Probably the most important thing about MySpace is that we don’t think of it as a negation of a gig. If you see the emergance of these networks as a way to overlook the real world, you missed the point. They opened new paths and new spaces, made things possible that were not possible before. Suddenly, Scottish producers could collaborate with Canadian rappers, with little friction and basically without ever meeting. Over the last decade, cascading stories of friendships formed online have created transnational music and topped charts. All music is electric and all music moves through this virtual space. It is creative space and resonating body at the same time. And here, too, it's reciprocal: like all other spaces, it changes the people who move through it. And they in turn, change it.

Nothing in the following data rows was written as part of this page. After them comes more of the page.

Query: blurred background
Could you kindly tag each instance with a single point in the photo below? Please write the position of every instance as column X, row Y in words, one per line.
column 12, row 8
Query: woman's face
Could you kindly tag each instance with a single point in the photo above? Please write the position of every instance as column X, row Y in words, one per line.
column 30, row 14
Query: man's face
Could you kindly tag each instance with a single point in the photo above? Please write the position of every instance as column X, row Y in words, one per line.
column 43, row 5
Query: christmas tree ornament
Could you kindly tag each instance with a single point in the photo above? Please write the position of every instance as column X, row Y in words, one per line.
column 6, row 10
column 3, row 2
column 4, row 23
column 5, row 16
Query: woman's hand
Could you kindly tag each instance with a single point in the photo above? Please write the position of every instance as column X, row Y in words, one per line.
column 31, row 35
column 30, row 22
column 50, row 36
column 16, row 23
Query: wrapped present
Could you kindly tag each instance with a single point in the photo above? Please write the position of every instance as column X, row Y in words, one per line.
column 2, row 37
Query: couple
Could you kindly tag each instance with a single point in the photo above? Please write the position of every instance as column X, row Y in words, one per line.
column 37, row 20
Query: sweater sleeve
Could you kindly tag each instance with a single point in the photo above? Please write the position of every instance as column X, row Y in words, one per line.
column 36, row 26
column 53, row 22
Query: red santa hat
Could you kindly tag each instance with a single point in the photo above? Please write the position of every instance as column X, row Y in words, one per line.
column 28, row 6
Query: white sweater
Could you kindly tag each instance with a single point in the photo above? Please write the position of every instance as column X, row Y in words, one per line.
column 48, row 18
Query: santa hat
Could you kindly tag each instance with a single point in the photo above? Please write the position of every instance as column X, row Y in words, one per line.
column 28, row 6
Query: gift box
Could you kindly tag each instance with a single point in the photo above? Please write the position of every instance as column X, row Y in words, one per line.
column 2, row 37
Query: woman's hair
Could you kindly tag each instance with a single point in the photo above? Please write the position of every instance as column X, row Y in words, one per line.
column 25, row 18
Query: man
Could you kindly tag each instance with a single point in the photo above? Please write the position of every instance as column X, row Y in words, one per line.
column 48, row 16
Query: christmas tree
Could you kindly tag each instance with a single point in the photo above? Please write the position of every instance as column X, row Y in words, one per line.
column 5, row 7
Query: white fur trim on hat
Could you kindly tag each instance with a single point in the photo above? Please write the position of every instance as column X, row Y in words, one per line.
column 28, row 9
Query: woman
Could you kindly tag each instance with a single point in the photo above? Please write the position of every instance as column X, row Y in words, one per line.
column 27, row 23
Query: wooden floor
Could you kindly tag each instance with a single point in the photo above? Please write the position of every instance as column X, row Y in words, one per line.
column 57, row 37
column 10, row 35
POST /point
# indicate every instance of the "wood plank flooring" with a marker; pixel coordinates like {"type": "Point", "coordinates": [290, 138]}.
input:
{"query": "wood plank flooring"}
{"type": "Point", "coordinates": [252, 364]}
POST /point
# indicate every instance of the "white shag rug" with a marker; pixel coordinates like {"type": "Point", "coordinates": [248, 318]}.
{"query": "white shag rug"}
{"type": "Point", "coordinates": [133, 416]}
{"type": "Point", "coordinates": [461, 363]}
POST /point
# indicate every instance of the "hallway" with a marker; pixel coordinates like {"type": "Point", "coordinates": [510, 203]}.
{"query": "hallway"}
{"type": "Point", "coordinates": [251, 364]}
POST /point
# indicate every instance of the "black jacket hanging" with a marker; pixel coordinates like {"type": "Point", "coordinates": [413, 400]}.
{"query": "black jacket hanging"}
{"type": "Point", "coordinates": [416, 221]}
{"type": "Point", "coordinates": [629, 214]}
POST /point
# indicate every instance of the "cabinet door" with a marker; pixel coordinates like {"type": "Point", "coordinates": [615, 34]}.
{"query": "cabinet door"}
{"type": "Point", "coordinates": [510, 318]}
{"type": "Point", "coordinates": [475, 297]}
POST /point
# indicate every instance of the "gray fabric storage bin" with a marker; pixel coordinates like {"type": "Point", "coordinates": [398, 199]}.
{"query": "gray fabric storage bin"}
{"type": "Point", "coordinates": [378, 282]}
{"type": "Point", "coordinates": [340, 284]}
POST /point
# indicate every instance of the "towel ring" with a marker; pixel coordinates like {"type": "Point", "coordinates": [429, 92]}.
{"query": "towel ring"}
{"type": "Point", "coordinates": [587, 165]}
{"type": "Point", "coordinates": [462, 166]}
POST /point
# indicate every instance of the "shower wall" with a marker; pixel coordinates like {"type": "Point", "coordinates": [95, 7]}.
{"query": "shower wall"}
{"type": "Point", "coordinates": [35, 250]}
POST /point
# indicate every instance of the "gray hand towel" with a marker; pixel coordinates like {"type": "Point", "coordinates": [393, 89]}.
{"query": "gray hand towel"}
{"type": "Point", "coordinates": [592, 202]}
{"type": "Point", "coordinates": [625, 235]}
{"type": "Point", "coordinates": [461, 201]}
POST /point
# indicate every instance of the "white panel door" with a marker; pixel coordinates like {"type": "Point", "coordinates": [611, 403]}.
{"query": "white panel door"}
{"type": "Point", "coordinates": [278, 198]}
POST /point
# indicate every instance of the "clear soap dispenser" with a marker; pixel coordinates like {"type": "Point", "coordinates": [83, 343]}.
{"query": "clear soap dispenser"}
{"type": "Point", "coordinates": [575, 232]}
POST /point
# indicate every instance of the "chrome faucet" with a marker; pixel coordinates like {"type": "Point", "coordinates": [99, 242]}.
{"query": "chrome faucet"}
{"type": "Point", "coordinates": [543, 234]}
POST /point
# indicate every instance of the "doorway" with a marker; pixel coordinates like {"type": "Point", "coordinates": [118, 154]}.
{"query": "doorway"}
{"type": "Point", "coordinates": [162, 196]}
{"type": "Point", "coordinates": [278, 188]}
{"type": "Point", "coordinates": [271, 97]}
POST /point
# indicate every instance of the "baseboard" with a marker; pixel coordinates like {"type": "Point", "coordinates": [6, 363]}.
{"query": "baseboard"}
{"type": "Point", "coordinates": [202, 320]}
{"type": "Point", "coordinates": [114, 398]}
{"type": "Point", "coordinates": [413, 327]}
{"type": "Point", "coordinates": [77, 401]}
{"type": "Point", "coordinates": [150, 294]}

The relationship between city, artist and space is multi-dimensional, and the digital has made it no less multi-layered. Today a musician like Cid Rim can move between London, Glasgow or Los Angeles, and their existence is seamless in our digital space. His indentity, however, is fixed in place. When I first asked him why the album was called Songs of Vienna, Cid Rim said something that perhaps symbolizes this ambiguity perfectly: “well, the album was mixed and finished there through lockdown” and further "... I don't think I can make a non-Vienna album, no matter where I am."